Poésie du Jeudi chez les Croqueurs de Mots, sur le thème du temps pour Harmonie
Les bancs sont prisonniers
Des chaînes d’or du mur
Prisonniers des jardins où le soleil se cache
Près de la forêt vierge
De la prairie étale
Du pont qui tourne à pic
Dans l’angle le plus droit
La boîte des nuages s’ouvre
Et tous les oiseaux blancs s’envolent à la fois
Tapis plus vert que l’eau plus doux que l’herbe
Plus amer à la bouche et plus plaisant à l’œil
Les arbres à genoux se baignent
L’air est calme et plein de sommeil
La lumière s’abat
Le jour perd ses pétales
Plus haut c’est tout d’un coup la nuit
Les regards entendus
Et le clignement des étoiles
Les signes
Par-dessus les toits
(La Guitare endormie, in Plupart du temps, poèmes, 1915-1922)

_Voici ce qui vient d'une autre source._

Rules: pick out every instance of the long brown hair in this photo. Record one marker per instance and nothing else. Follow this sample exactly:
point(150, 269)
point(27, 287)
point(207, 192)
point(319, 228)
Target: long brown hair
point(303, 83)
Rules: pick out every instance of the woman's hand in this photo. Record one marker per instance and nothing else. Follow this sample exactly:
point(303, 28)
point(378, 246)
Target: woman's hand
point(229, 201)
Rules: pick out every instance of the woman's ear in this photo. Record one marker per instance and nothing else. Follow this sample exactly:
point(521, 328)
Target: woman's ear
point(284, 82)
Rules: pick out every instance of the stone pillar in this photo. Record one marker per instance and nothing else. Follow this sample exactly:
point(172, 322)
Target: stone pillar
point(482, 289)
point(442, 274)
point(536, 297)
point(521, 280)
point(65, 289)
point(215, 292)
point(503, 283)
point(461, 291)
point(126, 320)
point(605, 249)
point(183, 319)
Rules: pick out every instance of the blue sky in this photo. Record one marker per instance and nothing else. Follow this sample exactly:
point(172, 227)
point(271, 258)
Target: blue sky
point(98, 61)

Pierre Reverdy (1889-1960) Né à Narbonne, fait ses études à Toulouse, puis dans sa ville natale. En 1910, il monte à Paris et se lie d’amitié avec Picasso, Braque, Matisse, Max Jacob, Guillaume , Apollinaire, et écrit des poèmes qui seront à l’origine du Surréalisme. « La Lucarne Ovale » 1916 « Les ardoises du toit » 1918, « La Guitare endormie » 1919, « Cœur de chêne » 1922, « Les Epaves du ciel », 1924.
Pour Pierre Reverdy, la nature de l’image poétique est l’association « du plus distant » au « plus réel ».En 1917, paraît le premier numéro de sa revue « Nord-Sud »titre inspiré par la ligne de métro reliant Montmartre à Montparnasse ouverte en 1910, à laquelle collabore les poètes du dadaïsme. puis du surréalisme. En 1926, il choisit Dieu et se retire près de l’abbaye de Solesmes, il a alors 37 ans et y reste jusqu’à sa mort, à 71 ans en 1960. Là sont nés ses plus beaux recueils, tels Sources du vent, Ferraille, Le Chant des morts..
Les poèmes de Pierre Reverdy expriment avec une rare densité, le drame de l’homme aux prises avec le temps et l’écran de ses sensations.